Между тем В. Я. Пропп убедительно показал, что «эпос любого народа всегда состоит только из разрозненных, отдельных песен. Эти песни обладают внутренней цельностью и до некоторой степени внешней объединяемостью… эпос обладает не внешней целостностью, а внутренним единством, единством образов героев, одинаковых для всех песен, единством стиля и, главное, – единством национально-идейного содержания… Но это внутреннее единство не то же самое, что внешняя целостность, замкнутость, законченность. Подлинный эпос всегда состоит из разрозненных песен, которые народом не объединяются, но представляют собой цельность. Эпопея же внешне едина, но внутренне мозаична… Эпос, как мы видели, целостен по существу и разрознен по форме своего выражения» [101] .

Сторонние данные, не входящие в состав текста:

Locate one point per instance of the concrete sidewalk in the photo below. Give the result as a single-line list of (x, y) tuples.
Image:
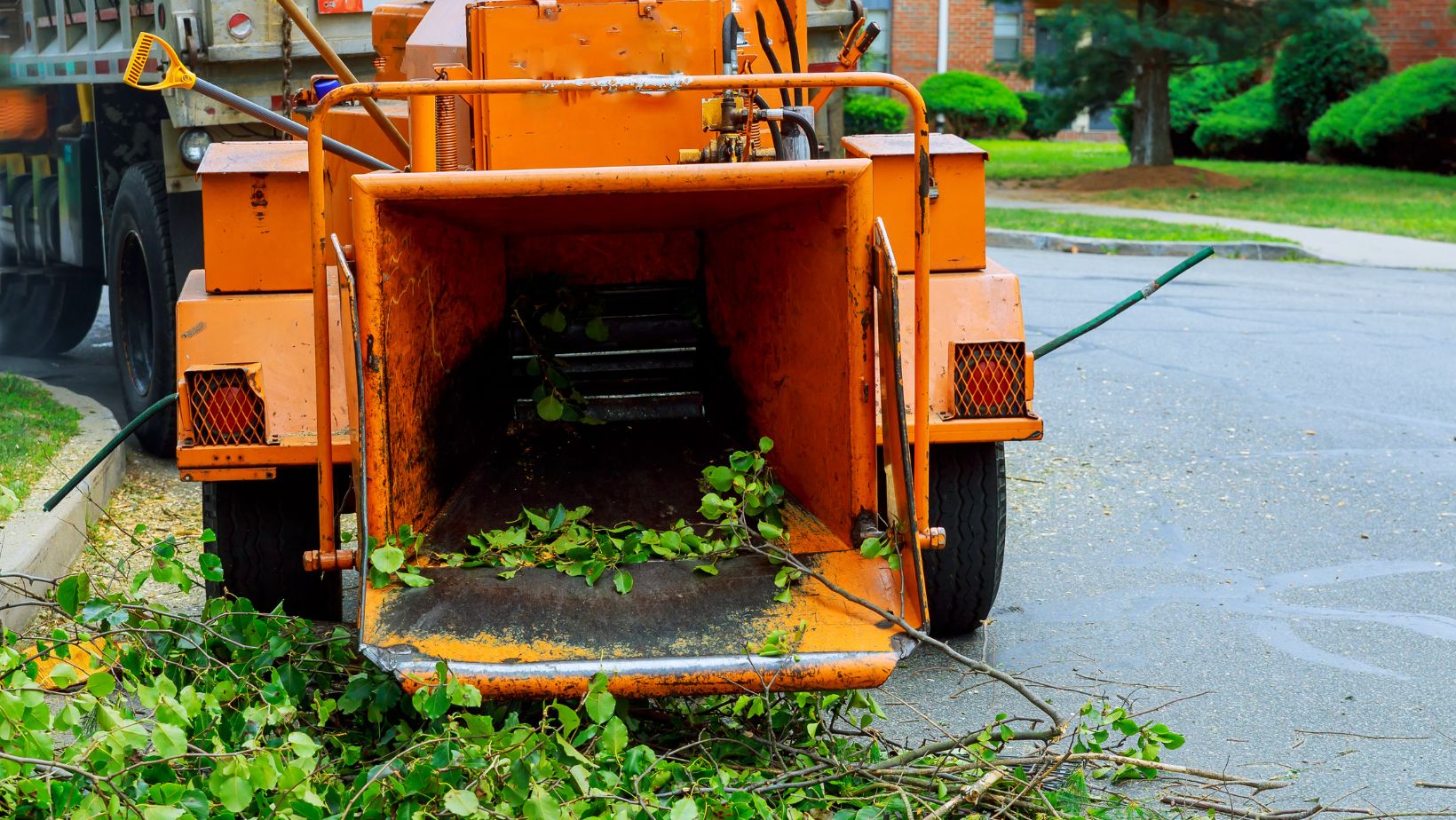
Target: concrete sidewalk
[(1331, 243)]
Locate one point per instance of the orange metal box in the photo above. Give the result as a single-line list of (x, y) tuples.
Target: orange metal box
[(255, 217), (955, 239)]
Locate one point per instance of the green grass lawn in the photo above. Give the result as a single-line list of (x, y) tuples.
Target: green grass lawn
[(32, 429), (1378, 200), (1116, 227)]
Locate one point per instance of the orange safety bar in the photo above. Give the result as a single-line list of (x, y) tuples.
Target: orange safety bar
[(318, 197)]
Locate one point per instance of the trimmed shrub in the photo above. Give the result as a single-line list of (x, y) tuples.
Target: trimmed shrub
[(873, 114), (1043, 118), (1191, 97), (1407, 120), (1412, 124), (1248, 127), (973, 105), (1333, 136), (1324, 65)]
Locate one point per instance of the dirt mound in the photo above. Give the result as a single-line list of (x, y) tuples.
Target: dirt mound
[(1143, 177)]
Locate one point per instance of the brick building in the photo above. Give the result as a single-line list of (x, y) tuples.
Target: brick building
[(1415, 31), (982, 35)]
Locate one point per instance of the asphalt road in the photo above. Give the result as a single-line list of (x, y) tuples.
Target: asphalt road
[(1246, 495), (1248, 488)]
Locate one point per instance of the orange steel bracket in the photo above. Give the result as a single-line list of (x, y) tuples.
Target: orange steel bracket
[(328, 558), (857, 44)]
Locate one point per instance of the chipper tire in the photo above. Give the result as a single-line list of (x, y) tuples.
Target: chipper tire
[(143, 302), (967, 499), (263, 531)]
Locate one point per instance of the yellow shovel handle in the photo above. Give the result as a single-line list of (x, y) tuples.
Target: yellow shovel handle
[(177, 76)]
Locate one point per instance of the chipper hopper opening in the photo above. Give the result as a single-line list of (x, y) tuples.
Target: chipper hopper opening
[(692, 311)]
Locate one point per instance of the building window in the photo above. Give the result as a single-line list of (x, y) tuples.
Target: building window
[(1007, 31)]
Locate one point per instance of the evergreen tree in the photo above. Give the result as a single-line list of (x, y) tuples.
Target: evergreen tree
[(1104, 47)]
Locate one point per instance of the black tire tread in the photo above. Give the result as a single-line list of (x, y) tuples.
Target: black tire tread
[(159, 434), (967, 499), (263, 531)]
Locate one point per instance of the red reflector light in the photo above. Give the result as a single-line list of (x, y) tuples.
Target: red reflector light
[(987, 383), (989, 379)]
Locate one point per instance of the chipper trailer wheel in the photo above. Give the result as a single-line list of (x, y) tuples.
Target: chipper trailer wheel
[(143, 300), (263, 531), (967, 499)]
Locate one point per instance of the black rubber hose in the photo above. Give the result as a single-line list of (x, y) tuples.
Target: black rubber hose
[(804, 122), (768, 51), (732, 29), (794, 47), (773, 129)]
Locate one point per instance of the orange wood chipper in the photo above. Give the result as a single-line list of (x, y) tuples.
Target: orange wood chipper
[(348, 345)]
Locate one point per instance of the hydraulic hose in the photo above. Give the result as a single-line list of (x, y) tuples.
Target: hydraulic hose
[(794, 47), (768, 51), (1133, 299), (732, 29), (807, 125), (773, 129), (115, 442)]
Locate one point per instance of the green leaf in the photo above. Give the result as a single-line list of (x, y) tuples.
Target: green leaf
[(170, 740), (555, 320), (388, 558), (414, 580), (210, 565), (63, 674), (600, 706), (597, 329), (542, 806), (462, 803), (613, 737), (550, 408), (684, 808), (233, 792), (566, 717)]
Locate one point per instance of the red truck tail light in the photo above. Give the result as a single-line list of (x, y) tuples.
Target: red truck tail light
[(991, 379), (226, 406)]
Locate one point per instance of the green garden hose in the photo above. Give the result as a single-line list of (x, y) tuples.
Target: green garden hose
[(1136, 296), (115, 442)]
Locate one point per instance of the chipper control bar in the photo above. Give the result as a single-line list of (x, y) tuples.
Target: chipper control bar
[(179, 76)]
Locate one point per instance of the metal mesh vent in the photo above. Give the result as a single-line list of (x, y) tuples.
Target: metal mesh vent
[(991, 379), (225, 408)]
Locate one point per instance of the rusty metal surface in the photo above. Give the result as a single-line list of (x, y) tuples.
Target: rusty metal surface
[(677, 631)]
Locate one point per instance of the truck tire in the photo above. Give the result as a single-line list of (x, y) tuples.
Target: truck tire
[(967, 499), (143, 300), (263, 531)]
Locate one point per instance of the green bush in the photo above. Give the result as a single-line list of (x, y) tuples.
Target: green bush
[(1043, 118), (1333, 136), (1407, 120), (1414, 122), (1248, 127), (1191, 95), (871, 114), (1324, 65), (973, 105)]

Русские былины, ждавшие своей записи несколько столетий, не объединились в эпопею (хотя отдельные попытки в этом направлении известны – например, «составная» былина «Три поездки Ильи Муромца»). Таким образом, долгая передача эпоса в устной традиции имеет и свое преимущество перед теми или иными стародавними записями, ибо в определенных отношениях она вернее сохраняла изначальную природу эпоса.

Тем не менее наша историко-литературная наука, которая, обращаясь к изучению развития западноевропейских литератур, начинает, как правило, с эпоса, рассматривая его в качестве исходной основы всей последующей истории данной литературы, при обращении к русскому искусству слова только в очень редких случаях кладет в его начало национальный эпос. И это представляется мне ничем не оправданным изъяном и истории, и историософии – или, если выразиться более прозаически, «теоретической истории», либо «исторической теории» – отечественной литературы.

Осознанию и утверждению богатырского эпоса в качестве неотъемлемой начальной стадии истории русского искусства слова не должна препятствовать и мелодическая сторона былин, в которых, как доказывалось выше, напев являл собой прежде всего мнемоническое средство, способ сохранения словесной ткани; исполнение былины – это, строго говоря, не «пение» в собственном смысле, а напевная форма декламации (как отмечалось, сказители могли обходиться и без напева). Поэтому, в отличие от собственно песенных жанров, былины представляют собой прежде всего и главным образом искусство слова, лишь «упрочняющее» себя напевом.